Dwight Howard’s departure left Lakers fans wondering what the future of the Lakers would entail. With the Lakers signing one-year veteran minimum deals this offseason, it’s accurate to say that the Lakers are preparing for rebuilding mode in 2014. There’s one big problem. Would Kobe Bryant be willing to take a huge pay cut, possibly a one-year minimum salary worth $1.45 million, the ultimate financial sacrifice, to give the Lakers the best chance to rebuild?
Not so fast. Kobe bleeds purple and gold, but he’s also a very smart businessman.
“I’m not taking any at all – that’s the negotiation that you have to have.” Kobe Bryant told Lakers Nation in an exclusive interview at his Kobe Basketball Academy on Wednesday. “For me to sit here and say, ‘Oh yeah, I’m just going to take a huge pay cut. Nah, I’m going to try to get as much as I possibly can.”
If you were hoping Kobe would think about taking a minimum salary in 2014, think again. Both Tim Duncan and Kevin Garnett are examples of veterans who sacrificed more than half their salaries for their teams, but Kobe is a different breed – a financially savvy individual. Bryant also said the business side is always “strange” and “uncomfortable” for athletes, who find themselves in situations where they will get “backlashed, inevitably.”
Bryant though, isn’t afraid of the backlash, and he never has been. Both on and off the court, where others find themselves uncomfortable, Kobe thrives.

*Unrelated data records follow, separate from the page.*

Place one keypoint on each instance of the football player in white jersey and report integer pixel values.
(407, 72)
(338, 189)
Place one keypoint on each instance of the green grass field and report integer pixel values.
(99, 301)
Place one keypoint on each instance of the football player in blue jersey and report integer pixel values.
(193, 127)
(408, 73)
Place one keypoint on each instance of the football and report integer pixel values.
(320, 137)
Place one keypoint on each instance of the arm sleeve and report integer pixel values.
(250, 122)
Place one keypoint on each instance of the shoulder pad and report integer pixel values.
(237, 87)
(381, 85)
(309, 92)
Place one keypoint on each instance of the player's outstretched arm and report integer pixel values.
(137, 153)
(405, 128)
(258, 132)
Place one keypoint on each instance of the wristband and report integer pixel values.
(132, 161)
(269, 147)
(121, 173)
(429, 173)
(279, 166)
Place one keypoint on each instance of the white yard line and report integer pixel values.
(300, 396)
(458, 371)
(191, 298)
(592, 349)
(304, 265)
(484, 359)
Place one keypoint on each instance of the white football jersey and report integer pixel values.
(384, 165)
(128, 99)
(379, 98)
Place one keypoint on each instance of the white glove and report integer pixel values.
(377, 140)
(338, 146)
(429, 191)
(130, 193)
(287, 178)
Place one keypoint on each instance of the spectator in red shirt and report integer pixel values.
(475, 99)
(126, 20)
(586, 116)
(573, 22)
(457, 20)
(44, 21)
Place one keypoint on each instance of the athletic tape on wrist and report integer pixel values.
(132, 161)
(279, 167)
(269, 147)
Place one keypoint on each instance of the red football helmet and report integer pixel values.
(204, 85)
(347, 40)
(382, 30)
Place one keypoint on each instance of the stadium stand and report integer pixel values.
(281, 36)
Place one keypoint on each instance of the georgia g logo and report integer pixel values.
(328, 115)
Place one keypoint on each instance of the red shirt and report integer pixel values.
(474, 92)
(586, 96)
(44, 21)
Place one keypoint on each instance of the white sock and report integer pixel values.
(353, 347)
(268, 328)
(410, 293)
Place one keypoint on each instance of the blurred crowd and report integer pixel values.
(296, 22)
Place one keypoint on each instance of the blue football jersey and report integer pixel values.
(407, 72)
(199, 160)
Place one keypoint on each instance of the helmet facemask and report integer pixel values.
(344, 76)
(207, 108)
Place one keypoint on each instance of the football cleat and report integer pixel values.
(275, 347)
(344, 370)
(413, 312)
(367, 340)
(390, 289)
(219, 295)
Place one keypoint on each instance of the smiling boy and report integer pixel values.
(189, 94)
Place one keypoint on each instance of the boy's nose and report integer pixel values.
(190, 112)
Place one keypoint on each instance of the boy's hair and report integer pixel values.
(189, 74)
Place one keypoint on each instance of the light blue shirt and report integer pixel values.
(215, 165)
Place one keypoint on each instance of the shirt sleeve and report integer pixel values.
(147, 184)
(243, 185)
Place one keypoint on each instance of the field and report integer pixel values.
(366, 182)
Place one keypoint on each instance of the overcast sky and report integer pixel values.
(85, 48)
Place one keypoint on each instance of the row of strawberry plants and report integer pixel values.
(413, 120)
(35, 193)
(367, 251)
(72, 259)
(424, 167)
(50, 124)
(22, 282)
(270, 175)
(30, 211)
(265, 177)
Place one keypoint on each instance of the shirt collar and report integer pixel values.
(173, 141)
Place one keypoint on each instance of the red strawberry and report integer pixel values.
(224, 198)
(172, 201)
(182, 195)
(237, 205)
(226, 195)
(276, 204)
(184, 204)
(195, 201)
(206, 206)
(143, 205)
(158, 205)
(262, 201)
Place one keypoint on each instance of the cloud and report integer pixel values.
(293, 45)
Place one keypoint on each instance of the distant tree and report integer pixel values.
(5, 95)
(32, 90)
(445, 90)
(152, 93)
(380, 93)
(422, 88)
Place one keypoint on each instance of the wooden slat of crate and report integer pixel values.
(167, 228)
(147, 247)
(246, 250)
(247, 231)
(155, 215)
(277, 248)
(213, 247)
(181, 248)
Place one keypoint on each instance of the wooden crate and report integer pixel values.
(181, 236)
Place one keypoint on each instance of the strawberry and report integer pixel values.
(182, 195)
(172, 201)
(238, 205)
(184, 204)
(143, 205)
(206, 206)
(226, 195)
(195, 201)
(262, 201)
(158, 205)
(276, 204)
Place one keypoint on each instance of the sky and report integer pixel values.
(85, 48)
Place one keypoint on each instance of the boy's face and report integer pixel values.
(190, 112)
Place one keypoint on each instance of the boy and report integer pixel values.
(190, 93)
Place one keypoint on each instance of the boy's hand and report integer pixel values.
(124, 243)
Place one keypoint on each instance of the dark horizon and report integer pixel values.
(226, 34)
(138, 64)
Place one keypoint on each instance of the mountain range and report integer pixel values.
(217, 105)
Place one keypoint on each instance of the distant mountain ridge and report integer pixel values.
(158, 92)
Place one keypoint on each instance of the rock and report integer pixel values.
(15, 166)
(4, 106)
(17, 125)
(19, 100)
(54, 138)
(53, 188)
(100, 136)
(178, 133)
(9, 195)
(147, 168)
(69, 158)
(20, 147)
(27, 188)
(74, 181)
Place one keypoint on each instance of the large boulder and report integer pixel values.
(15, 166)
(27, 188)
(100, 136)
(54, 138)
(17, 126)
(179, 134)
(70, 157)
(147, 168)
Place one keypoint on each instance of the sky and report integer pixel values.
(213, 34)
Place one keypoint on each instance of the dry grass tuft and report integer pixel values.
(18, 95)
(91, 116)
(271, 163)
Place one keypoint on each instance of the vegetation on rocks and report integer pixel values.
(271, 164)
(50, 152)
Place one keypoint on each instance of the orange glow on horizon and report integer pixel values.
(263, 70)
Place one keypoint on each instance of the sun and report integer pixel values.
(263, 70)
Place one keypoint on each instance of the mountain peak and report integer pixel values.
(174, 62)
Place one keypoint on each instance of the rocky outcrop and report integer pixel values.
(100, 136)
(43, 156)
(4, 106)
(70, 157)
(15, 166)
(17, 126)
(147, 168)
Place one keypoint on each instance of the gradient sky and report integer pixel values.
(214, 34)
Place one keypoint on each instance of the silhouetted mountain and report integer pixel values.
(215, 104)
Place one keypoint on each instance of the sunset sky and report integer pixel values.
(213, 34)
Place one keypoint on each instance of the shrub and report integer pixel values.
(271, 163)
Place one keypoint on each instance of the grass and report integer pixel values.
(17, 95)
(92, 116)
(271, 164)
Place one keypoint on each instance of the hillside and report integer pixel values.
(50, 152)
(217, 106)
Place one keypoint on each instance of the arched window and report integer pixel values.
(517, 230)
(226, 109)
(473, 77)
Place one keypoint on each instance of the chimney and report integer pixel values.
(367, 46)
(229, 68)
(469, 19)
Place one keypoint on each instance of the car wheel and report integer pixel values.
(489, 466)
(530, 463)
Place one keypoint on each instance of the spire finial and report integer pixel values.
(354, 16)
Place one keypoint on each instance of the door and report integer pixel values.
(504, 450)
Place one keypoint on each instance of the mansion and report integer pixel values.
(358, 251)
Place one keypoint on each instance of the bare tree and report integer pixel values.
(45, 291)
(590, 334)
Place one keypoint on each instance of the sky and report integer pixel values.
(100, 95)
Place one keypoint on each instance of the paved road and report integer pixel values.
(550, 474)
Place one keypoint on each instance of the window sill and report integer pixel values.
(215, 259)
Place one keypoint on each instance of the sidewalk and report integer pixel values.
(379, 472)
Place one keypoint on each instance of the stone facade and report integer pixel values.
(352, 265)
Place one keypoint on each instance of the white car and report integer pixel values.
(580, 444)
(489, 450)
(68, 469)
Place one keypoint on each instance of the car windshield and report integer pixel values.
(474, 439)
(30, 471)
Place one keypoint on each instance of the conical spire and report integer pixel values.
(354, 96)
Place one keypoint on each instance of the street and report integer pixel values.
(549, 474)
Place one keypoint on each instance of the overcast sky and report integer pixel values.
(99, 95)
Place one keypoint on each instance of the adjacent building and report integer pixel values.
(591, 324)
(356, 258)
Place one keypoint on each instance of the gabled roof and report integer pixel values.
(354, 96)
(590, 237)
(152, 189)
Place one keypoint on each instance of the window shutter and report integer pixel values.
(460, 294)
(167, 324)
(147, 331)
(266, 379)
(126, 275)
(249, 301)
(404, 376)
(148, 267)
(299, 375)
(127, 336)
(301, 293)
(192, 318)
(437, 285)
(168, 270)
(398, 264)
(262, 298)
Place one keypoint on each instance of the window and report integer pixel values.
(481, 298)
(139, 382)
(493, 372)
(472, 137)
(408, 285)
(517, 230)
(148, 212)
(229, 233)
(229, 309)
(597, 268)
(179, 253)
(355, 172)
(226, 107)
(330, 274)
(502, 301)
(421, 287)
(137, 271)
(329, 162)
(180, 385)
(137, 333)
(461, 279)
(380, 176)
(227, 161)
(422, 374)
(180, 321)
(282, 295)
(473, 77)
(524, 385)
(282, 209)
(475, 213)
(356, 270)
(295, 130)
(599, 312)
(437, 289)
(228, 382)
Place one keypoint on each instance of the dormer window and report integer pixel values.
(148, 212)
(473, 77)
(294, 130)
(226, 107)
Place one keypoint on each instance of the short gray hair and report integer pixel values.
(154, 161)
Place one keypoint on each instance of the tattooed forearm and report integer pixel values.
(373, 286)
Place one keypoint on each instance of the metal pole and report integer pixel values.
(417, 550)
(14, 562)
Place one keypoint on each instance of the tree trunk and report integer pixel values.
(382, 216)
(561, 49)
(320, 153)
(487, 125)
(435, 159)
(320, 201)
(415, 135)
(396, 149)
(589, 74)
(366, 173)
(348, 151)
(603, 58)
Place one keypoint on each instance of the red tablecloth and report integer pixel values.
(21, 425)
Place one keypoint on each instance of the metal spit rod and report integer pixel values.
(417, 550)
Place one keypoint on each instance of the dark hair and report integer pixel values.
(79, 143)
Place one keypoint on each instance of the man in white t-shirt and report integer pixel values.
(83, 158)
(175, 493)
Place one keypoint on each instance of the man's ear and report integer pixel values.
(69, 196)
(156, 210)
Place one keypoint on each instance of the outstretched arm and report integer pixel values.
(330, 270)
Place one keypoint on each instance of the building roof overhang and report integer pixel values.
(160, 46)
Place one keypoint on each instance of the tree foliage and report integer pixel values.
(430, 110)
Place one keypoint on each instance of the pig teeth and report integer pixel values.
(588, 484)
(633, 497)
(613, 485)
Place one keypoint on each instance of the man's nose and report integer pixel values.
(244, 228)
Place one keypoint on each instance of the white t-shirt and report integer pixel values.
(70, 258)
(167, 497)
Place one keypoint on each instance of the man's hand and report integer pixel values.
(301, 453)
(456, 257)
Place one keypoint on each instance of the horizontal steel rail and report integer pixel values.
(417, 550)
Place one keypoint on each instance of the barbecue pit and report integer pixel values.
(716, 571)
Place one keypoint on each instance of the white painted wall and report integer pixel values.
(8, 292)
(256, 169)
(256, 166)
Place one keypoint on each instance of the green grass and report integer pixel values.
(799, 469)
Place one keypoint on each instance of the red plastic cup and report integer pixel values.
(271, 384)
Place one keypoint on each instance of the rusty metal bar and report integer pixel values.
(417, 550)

At the moment, Steve Nash is the only player on the books for the 2014-2015 season of rebuilding. A maximum salary for Bryant ($32 million) would not leave the Lakers with the necessary financial tools to truly rebuild, especially with potential free agents like LeBron James and Carmelo Anthony available in one year’s time.
Don’t count out the idea of Kobe taking a pay cut, just don’t expect it to be as big as you were hoping.